Wet bevorderen integriteit en functioneren decentraal bestuur (35.546)

Dit voorstel wijzigt een aantal wetten waarin bepalingen zijn opgenomen die tot doel hebben de zuiverheid in de persoonlijke en bestuurlijke verhoudingen in het decentraal bestuur te waarborgen.

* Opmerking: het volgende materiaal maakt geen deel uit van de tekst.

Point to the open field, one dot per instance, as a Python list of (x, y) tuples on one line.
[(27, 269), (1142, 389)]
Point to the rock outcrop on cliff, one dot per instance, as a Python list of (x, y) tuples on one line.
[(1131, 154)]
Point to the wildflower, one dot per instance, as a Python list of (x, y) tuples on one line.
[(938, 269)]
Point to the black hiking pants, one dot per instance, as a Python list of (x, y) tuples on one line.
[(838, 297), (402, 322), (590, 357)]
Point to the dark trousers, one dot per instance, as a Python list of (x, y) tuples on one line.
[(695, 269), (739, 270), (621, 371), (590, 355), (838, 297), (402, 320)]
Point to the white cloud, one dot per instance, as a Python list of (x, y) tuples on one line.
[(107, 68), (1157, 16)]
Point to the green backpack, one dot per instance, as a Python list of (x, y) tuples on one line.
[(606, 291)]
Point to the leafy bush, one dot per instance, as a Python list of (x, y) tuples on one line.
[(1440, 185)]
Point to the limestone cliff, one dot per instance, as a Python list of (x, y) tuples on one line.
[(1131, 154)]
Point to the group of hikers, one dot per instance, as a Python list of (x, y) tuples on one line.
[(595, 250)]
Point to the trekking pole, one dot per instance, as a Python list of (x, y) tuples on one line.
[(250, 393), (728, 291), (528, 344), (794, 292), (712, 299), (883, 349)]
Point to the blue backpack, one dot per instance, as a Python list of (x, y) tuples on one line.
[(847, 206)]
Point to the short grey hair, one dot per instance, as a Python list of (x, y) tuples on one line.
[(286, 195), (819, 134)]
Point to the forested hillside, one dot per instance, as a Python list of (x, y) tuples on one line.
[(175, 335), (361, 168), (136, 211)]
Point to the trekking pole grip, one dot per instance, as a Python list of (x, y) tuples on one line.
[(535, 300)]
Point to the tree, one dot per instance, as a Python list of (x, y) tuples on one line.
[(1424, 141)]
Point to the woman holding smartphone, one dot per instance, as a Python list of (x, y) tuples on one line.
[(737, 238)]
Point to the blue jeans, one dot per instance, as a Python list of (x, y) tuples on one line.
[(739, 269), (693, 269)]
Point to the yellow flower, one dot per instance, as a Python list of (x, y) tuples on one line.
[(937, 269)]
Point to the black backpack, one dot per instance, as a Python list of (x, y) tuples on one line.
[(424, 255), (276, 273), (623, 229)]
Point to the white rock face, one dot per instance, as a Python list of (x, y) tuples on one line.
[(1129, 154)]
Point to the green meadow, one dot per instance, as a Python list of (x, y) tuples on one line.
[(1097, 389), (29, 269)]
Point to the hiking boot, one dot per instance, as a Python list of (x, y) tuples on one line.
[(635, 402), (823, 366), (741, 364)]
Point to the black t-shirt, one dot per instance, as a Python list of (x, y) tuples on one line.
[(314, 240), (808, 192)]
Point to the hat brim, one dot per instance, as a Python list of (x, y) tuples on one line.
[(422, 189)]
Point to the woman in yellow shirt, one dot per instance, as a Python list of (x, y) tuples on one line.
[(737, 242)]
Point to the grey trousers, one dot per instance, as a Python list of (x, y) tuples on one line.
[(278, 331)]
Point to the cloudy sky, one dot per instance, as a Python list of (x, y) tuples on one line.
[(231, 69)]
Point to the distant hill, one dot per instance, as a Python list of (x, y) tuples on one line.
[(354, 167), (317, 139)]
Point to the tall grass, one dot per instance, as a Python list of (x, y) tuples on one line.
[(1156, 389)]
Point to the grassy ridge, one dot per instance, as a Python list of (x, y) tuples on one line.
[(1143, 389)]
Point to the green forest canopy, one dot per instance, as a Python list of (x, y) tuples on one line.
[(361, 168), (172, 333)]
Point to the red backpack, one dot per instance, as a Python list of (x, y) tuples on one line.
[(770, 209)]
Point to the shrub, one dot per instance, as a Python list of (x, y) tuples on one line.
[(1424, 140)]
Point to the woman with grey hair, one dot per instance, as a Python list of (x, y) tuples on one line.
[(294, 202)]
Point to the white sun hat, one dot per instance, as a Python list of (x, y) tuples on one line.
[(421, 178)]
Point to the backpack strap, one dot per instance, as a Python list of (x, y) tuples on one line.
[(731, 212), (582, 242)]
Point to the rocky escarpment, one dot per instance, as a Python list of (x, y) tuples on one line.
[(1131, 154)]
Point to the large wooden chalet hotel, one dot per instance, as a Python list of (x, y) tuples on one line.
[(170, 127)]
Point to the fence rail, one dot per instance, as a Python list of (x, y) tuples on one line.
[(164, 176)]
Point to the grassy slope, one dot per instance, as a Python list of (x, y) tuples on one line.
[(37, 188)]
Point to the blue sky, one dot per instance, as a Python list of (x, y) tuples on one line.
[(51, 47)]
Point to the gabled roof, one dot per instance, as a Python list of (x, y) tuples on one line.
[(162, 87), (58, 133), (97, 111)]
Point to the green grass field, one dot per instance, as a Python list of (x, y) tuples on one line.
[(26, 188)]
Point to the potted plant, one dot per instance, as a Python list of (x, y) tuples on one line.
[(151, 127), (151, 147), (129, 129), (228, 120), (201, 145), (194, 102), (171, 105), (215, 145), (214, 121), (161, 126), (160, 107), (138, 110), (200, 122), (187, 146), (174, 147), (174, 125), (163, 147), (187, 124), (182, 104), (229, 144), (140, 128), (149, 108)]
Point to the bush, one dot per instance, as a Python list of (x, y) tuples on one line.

Met dit voorstel worden die waarborgen op onderdelen aangevuld waarmee het voorstel ertoe strekt de integriteit in het decentraal bestuur te bevorderen en de aanpak van aanhoudende bestuurlijke problemen verder te ondersteunen.

Het gaat daarbij om het voorzien in een verplichte Verklaring Omtrent het Gedrag (VOG) voor bestuurders en om verduidelijking van de bepalingen die betrekking hebben op belangenverstrengeling. Ook worden de bepalingen verbeterd die betrekking hebben op het opleggen en opheffen van geheimhouding op informatie. Verder wordt een extra bevoegdheid toegekend aan de commissaris van de Koning als rijksorgaan in geval van integriteitskwesties dan wel bestuurlijke problemen in gemeenten en wordt een voorziening in de Kieswet getroffen op het gebied van lijstuitputting. Ook wordt geregeld dat openbaarmaking van nevenfuncties en inkomsten uit nevenfuncties terstond dient te geschieden en voortaan ook elektronisch openbaar gemaakt dienen te worden.

 

Stand van zaken

Op 1 januari 2023 in werking getreden.